2014 Porsche 918 Spyder2014 Porsche 918 Spyder dashboard
2015 Porsche 918 Spyder, dashboard. Click image to enlarge

And though it’s a plug-in hybrid that you can juice from the same outlet you plug your weed-whacker into, this thing’s loud. Loud and fast and extremely expensive. So much so that when you walk up to the swooping carbon-fibre-reinforced shell stuffed with racing seats and batteries and this really next-level bit of tech bolted beneath, recalling the numbers in your mind causes nervous pang in your stomach. 887 horsepower. No less than US$845,000. The better part of a thousand lb-ft of torque. A thousand. And that’s the sort of right-now torque generated in part by a pair of electric motors, so there’s lots of it, everywhere, all the time.

But it’s loud.
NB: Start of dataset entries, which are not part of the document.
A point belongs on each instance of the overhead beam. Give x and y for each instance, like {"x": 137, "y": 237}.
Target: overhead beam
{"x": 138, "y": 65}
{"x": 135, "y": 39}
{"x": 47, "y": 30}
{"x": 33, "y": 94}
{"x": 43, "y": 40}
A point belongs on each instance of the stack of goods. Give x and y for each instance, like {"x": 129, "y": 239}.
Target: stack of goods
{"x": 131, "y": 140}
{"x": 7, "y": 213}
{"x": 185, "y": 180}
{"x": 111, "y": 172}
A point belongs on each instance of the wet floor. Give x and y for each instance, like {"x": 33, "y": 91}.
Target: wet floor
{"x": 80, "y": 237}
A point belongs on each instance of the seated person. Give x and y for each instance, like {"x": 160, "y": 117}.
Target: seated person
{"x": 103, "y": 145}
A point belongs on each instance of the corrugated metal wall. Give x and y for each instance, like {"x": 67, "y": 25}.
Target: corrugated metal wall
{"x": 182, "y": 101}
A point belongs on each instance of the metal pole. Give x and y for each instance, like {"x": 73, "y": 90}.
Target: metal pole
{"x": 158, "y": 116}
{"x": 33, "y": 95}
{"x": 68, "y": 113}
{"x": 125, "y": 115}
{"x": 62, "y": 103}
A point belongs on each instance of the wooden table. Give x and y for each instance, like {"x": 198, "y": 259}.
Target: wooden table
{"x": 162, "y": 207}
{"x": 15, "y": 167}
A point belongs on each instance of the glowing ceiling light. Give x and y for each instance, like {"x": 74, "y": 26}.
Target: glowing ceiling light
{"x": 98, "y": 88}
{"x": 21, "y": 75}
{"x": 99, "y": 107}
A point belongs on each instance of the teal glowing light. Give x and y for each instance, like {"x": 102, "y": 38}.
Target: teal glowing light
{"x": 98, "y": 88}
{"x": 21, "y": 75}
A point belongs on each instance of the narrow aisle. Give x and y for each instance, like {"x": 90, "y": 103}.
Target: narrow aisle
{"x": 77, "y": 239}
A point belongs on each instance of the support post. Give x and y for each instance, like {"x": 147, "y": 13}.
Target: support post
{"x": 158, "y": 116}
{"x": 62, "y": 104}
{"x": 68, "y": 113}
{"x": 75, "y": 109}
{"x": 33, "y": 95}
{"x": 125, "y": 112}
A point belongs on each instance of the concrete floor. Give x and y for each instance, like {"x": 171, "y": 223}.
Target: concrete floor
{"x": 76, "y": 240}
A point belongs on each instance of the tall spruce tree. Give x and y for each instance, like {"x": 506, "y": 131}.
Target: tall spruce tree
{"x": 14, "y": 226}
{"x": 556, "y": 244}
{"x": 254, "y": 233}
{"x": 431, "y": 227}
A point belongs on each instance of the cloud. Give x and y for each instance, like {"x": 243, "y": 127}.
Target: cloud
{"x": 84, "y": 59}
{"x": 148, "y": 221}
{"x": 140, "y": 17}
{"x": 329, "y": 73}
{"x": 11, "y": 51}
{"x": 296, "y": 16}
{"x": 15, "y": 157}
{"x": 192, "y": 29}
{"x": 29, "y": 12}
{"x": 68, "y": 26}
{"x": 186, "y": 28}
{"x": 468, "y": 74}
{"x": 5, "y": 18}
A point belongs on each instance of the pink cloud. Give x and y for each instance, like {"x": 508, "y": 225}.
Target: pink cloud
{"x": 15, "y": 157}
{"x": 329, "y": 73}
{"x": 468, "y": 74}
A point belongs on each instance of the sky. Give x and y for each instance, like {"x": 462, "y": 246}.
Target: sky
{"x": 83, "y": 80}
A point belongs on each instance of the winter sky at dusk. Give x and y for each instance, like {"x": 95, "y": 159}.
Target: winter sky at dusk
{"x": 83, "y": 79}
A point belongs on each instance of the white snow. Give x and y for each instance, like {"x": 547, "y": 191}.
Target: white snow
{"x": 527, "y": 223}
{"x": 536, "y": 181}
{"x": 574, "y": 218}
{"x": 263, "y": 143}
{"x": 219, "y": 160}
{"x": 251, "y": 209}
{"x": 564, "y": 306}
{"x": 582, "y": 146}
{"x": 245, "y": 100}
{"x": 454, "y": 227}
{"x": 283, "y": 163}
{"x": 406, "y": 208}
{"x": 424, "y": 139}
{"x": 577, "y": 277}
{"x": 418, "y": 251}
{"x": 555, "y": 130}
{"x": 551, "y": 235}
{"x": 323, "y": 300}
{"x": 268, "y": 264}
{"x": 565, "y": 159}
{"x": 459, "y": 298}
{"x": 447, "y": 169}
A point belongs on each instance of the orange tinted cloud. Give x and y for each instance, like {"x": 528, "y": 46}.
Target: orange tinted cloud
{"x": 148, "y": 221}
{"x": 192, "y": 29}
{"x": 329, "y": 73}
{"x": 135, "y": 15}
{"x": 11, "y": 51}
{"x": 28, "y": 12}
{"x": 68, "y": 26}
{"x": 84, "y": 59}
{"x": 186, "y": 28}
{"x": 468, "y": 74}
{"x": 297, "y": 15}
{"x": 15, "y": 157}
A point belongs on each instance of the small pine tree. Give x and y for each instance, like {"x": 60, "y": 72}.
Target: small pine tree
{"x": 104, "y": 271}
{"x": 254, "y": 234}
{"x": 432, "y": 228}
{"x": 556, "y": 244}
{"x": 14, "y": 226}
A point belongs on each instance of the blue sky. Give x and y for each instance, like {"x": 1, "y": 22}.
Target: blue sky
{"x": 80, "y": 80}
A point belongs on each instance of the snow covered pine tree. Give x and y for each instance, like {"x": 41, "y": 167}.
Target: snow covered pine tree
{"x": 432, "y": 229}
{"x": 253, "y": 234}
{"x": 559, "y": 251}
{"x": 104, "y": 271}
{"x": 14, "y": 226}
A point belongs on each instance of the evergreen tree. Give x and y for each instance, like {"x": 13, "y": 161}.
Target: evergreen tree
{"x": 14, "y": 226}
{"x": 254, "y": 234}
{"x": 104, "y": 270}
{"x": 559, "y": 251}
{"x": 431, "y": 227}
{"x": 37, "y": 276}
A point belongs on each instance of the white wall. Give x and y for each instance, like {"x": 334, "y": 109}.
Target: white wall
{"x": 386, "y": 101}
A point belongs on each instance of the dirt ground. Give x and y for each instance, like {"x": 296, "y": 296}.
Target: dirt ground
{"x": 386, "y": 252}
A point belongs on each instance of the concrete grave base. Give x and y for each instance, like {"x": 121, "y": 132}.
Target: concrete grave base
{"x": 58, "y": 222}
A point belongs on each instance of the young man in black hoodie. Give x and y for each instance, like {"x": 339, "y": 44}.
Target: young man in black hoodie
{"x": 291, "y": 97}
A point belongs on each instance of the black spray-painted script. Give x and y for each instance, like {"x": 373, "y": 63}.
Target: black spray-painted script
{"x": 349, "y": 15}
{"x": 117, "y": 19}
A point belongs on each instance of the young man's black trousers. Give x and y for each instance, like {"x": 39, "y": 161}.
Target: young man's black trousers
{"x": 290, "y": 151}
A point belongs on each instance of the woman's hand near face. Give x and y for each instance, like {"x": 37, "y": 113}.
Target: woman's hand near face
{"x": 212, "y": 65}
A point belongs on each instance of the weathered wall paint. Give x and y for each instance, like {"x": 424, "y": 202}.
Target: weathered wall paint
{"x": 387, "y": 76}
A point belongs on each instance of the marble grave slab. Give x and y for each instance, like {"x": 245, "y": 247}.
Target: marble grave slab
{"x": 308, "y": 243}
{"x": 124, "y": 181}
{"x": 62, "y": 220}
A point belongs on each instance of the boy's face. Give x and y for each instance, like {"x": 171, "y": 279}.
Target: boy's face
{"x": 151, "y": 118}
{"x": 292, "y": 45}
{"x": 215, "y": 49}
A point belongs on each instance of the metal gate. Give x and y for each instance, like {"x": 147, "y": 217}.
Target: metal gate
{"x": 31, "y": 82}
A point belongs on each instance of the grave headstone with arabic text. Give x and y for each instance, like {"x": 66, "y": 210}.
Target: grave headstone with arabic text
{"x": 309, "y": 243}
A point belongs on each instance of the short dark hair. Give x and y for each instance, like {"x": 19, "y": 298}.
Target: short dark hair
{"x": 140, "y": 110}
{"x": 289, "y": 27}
Loud, loud, loud. Even accelerating on electrons only out of pit lane in E-Power mode, the car leaps forward with alarming urgency when the throttle is pressed. And, in the same way a sports car shows off the sound of its engine, the 918 Spyder proudly floods the cabin full of noises from the electric propulsion system in the form of clicks and whining and whirring away as electricity is generated, stored, and dispensed to all four wheels at the driver’s command. It’s the sort of high-tech aural symphony you’d expect to hear in the engine room of the USS Enterprise – especially during regenerative braking. This isn’t one of those ghostly quiet hybrids.